If you can afford 128 GB of disk, you could store one bit per 40 bit value. You could then use a random access file to check a bit is set or to change it. You wouldn't have to insert any values or maintain an index.

answered Feb 27 '10 at 09:21

Peter Lawrey

525,659
79
751
1,130

@Peter Lawrey: interesting... Interestingly I had another question, before that, for something else, where I asked what was the fastest way in Java to achieve random lookup in big files :) Sadly it is not feasible in my case: this has to be installed on several computers. A few gigabytes are ok, but 128 is too much :( I like the approach that said... – cocotwo Feb 27 '10 at 11:42
You could also use a Bloom Filter it roughly takes 6bit for 1% false positive rate do detect if the key is present. IF this is the operation you are looking for. If the data is static a tree with high fan out is also possible. – eckes May 27 '14 at 11:08
Peter Lawrey: can you explain in a more detail please..(i know this is old but DS are never old) – Laukik Nov 22 '22 at 06:38
@Laukik create an array of (1 << 40) bits or 128 << 30 GB as a fixed size bit set. – Peter Lawrey Nov 22 '22 at 14:01

score 2 · Answer 2 · answered May 04 '11 at 23:07

Try sg-cdb (strange gizmo port of djb's cdb), and then swap out the RandomAccessFile with a BufferedRandomAccessFile (there's a good one in the jai-imageio code).

I'm getting mind blowing write performance. Through the roof (cuz it's all buffered then committed in one fell swoop). Read performance for the buffered RAF is not changed, though.

I could take the time to compare with H2 bulk import, might be comparable though not sure.

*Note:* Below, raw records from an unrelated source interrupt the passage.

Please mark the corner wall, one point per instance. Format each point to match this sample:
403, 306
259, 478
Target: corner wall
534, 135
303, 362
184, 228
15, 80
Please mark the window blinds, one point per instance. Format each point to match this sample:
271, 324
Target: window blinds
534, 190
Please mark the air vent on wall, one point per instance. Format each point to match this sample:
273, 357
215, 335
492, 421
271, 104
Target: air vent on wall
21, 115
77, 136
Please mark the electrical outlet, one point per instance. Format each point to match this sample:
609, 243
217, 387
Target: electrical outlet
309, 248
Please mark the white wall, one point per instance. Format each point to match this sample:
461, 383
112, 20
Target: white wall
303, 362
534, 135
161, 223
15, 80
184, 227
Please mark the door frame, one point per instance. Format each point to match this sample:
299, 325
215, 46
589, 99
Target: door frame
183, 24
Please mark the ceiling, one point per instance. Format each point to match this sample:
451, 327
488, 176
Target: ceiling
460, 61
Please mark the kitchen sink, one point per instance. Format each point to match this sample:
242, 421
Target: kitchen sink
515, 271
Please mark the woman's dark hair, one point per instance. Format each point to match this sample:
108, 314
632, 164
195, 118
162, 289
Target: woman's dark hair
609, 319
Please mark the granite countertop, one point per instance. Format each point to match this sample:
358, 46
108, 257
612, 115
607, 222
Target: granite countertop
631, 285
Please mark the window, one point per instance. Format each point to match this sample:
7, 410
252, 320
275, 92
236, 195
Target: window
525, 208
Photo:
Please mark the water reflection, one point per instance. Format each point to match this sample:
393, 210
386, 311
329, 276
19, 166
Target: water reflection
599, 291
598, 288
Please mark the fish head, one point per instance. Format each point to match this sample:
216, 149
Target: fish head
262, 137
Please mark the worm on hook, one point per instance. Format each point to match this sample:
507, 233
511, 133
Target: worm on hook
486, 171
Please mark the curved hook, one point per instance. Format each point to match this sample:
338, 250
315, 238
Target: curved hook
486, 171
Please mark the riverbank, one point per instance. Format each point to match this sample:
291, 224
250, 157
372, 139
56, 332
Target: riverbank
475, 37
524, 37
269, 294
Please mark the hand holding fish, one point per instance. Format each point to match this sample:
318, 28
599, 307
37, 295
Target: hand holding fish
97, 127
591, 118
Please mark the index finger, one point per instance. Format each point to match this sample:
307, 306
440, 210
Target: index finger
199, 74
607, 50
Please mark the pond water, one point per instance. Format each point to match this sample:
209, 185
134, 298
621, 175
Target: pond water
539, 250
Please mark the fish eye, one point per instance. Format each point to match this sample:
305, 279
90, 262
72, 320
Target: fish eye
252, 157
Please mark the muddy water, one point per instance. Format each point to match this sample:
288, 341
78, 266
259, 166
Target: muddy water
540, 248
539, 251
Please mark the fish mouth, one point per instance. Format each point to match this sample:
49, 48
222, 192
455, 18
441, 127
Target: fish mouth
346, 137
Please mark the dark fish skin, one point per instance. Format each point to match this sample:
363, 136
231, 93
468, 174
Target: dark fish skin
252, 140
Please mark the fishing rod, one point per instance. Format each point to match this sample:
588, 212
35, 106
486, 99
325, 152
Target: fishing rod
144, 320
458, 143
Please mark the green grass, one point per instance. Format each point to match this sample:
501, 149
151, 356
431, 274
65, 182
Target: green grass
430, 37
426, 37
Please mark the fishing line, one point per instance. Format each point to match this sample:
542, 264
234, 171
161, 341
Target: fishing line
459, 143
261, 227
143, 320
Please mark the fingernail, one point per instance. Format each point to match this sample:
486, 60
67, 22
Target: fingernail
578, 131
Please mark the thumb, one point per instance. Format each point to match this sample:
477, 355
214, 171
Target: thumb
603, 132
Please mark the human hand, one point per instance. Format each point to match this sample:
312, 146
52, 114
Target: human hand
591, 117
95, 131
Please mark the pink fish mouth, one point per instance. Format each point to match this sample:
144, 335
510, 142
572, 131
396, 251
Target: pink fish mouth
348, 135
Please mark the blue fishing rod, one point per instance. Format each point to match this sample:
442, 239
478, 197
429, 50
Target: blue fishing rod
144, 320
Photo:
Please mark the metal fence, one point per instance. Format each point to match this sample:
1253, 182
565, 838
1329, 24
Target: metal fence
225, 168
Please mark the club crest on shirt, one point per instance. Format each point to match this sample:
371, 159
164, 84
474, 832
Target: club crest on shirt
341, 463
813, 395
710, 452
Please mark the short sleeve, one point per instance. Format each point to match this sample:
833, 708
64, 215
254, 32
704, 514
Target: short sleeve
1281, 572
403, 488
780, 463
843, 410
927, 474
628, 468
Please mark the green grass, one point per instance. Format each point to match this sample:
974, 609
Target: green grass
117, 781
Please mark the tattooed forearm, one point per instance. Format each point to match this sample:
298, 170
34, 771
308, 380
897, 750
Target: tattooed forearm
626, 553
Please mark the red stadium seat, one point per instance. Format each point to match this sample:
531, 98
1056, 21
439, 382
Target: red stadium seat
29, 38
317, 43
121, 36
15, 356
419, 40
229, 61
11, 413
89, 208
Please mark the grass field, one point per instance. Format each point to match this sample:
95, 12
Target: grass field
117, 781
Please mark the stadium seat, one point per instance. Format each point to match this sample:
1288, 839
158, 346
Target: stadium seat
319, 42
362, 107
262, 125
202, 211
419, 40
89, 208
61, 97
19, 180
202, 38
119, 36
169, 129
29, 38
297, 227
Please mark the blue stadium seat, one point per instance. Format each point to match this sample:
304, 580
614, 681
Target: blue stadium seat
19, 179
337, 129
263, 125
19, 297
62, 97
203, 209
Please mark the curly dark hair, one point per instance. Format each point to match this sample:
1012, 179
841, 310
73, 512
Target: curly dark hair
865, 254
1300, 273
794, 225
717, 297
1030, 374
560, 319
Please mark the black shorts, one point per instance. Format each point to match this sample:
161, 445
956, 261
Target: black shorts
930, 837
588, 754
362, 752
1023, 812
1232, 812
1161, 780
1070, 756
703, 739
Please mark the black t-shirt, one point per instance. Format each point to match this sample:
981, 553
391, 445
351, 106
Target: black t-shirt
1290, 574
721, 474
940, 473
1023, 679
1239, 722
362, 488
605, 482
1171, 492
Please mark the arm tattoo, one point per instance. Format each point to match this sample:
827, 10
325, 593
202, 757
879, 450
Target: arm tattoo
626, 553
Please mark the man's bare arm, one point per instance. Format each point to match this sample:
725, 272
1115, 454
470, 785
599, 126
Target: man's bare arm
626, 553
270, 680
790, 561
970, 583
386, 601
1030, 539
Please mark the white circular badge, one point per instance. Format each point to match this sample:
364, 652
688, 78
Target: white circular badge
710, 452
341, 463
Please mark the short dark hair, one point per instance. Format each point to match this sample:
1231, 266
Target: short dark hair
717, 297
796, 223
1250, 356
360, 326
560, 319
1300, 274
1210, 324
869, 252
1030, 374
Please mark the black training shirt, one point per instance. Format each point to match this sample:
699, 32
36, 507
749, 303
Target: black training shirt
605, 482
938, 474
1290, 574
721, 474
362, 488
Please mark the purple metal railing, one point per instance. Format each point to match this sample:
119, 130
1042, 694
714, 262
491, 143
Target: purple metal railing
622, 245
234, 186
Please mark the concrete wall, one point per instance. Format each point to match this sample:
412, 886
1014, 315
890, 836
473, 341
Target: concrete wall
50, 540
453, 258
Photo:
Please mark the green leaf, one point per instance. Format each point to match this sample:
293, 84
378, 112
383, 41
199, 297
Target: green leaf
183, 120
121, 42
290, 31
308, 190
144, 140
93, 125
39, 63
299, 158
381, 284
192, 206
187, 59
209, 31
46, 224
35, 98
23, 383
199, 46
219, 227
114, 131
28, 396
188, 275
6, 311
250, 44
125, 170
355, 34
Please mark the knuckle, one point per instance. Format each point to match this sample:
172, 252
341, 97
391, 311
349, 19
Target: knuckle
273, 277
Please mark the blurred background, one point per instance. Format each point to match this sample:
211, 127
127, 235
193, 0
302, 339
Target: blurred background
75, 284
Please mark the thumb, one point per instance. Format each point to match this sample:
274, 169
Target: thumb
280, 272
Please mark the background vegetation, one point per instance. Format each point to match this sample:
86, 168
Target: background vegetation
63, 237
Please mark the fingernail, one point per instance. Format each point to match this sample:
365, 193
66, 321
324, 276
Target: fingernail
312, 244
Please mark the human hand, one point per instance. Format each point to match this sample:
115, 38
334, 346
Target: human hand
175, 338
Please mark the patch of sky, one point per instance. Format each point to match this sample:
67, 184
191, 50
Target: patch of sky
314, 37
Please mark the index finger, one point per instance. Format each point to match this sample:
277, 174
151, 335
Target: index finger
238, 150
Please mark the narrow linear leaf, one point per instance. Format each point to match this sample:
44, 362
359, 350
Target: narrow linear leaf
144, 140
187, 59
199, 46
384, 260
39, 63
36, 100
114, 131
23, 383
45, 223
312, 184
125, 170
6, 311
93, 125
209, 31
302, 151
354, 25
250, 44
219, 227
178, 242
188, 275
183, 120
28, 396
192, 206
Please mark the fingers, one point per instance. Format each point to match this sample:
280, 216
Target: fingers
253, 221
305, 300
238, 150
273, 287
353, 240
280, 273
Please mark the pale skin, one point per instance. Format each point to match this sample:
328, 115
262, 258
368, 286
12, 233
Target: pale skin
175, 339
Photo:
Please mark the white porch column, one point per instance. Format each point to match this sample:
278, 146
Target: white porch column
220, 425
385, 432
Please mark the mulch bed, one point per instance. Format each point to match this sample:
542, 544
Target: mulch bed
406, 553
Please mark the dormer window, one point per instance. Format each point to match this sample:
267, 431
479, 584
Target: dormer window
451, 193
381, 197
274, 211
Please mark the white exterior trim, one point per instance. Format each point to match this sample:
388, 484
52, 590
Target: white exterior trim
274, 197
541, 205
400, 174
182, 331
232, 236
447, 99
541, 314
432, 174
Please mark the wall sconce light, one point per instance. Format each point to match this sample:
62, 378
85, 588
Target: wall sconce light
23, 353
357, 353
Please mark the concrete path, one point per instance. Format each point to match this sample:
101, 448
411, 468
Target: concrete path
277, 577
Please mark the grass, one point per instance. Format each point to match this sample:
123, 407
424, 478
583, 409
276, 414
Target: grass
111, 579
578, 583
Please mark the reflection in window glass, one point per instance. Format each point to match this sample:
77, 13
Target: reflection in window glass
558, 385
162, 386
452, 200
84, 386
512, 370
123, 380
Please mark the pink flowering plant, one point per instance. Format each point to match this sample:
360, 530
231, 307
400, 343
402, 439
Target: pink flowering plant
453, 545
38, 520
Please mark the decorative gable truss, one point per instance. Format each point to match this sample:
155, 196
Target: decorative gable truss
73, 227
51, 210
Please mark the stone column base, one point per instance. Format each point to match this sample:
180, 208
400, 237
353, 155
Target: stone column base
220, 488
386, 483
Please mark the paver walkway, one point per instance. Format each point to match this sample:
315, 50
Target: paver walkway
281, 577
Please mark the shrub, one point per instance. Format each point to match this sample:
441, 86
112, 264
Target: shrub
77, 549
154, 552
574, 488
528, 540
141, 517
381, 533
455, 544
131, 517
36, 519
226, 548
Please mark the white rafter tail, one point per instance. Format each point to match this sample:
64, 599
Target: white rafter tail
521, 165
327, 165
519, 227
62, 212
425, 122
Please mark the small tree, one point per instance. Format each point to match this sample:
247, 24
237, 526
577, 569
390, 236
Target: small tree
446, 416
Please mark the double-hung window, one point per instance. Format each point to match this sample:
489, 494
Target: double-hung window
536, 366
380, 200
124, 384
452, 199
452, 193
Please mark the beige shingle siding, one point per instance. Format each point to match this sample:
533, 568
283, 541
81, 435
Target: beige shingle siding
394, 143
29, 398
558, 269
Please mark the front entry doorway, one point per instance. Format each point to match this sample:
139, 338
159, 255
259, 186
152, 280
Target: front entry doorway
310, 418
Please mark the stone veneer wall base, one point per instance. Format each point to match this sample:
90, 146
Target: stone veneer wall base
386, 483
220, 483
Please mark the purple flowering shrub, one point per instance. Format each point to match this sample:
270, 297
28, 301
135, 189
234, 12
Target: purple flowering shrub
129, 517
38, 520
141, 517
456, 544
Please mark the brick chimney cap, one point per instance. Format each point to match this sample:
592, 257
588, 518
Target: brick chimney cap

The database is simple: key => value. Lookup only supported on key. The keys are in my case (base32 encoded random ints + base32 encoded unique int) so the locality shouldn't really be helping much. The values are arrays of 120 random bytes.

loads (sql insert)

h2, with 131MB cache (including flush, not startup):

May 4, 2011 11:45:10 PM test.TestH2Simple main : inserts performed added in:101625 ms

database size: About 140 MB

batch size: 2000 : inserts performed added in:116875 ms

batch size: 10000 : insertsperformed added in:70234 ms

compare with sg-cdb (strange gizmo) port of cdb:

with RandomAccessFile: insert without flush:21688 ms, flush:30359 ms, total:52047 ms size of file on disk: 66.1 MB (69,315,632 bytes)

with BufferedRandomAccessFile: about 6.5 seconds

of course, it's not really a fair comparison, since H2 is flushing data continuously during the insert, whereas the sg-cdb is not. This has to be born in mind when performing the comparison. Probably fair would be to compare sg-cdb insert with H2 bulk insert

reads (sql select)

sg-cdb

: searched:490000 finished on:1304544550439 took:17547 ms, counter:0

H2

: selects performed in:19579 ms

Concerning Memory Mapped Files: they don't seem to be what you're looking for. The great performance with MMap files is when you map about 100MB or more into memory (my experience).

score 0 · Answer 3 · answered Mar 02 '10 at 13:50

I believe you will need to use a B-tree rather than a hash table. Hash tables do not have good locality for secondary storage, so you will lose too much time to disk I/O.

Most databases -- relational or not -- implement their indexes as a B-tree, so you are talking about the equivalent of storing an index with no other data attached to it.

Will you have multiple processes concurrently updating this data store?